Napoli. Day Six
AD79 had not been a good year for the Roman Empire - the conquest of Britain was complete and they were regretting it already, while at home Rome was just recovering from the Great Fire when Vespasian died suddenly, the fourth Emperor to go in a year ! Crowning all of this, Vesuvius blew it's top, destroying everything in its shadow.
Bad times.
1,940 years later WonderA and I were walking the streets of Herculaneum, amazed by the elegant buildings and exquisite fragments of mosaic and mural, the sole survivors of this small, once-booming seaside town, inundated by a pyroclastic surge of super-heated gases and molten larva.

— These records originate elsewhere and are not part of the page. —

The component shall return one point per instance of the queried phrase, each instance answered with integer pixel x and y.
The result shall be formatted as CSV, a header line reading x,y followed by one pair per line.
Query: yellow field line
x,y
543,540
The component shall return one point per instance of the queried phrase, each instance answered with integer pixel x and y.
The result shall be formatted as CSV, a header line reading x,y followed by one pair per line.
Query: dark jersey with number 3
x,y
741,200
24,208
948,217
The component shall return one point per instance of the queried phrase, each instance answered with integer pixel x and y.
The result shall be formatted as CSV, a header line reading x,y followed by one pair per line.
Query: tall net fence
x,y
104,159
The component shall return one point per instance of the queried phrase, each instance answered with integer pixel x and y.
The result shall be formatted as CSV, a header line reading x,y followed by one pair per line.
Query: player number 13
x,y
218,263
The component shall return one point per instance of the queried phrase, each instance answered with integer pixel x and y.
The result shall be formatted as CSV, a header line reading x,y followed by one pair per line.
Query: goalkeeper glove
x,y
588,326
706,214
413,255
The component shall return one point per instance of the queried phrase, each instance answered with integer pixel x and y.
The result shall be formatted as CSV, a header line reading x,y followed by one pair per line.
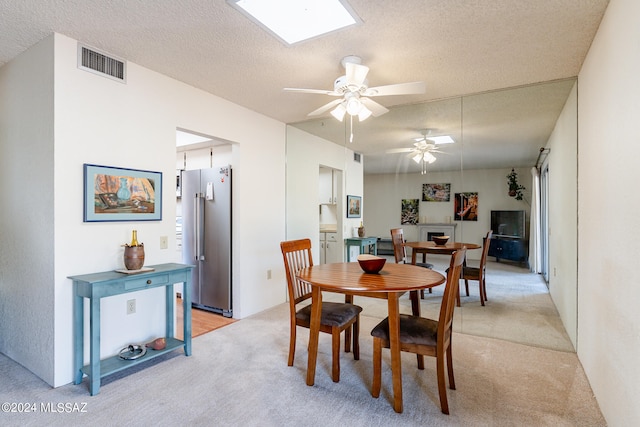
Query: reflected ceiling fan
x,y
424,147
355,93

This hell-on-earth eruption vacuum-sealed the scorched town under 20 metres of volcanic ash until intrepid 19th century archaeologists began an excavation that continues today.
Ironically, this is in a way, the worst thing that could have happened, as exposure to the elements, institutional plunderers and gawping hoards (like us) have significantly degraded that which had been preserved.

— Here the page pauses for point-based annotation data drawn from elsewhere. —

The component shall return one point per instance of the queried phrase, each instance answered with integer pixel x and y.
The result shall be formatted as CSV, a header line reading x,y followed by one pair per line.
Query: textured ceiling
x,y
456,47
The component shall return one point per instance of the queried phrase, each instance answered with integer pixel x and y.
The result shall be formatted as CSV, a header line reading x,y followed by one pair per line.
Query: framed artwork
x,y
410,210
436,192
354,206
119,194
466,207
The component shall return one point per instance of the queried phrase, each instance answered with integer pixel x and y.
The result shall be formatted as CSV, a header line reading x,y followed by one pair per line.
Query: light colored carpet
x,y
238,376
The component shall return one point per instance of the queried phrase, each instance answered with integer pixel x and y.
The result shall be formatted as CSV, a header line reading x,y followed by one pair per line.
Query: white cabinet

It remains a wonder however...we spent the best part of the day walking the streets, arriving at the original shoreline late in the afternoon. Here, sheltering in arched boathouses, were the agonised skeletons of those residents who had hoped to be rescued from the sea, but had been consumed like all else.
While shocking, this encounter worked brilliantly, dramatically reducing the distancing effect of history.
Before we caught the train home, we stopped to feed WonderA's gelato habit, looking up at Vesuvio's crown, just checking there were no signs of life.
Grazie Mille Erculano
PS The main pic is of my favourite mosaic, a domestic fountain niche dedicated to Neptune and his wife Amphitrite.
The second shows the different stages in mural making, the rough sketch outline under the painted surface plaster.
The third, I couldn't help but feel was a bruised response to our dismal Brexit debacle....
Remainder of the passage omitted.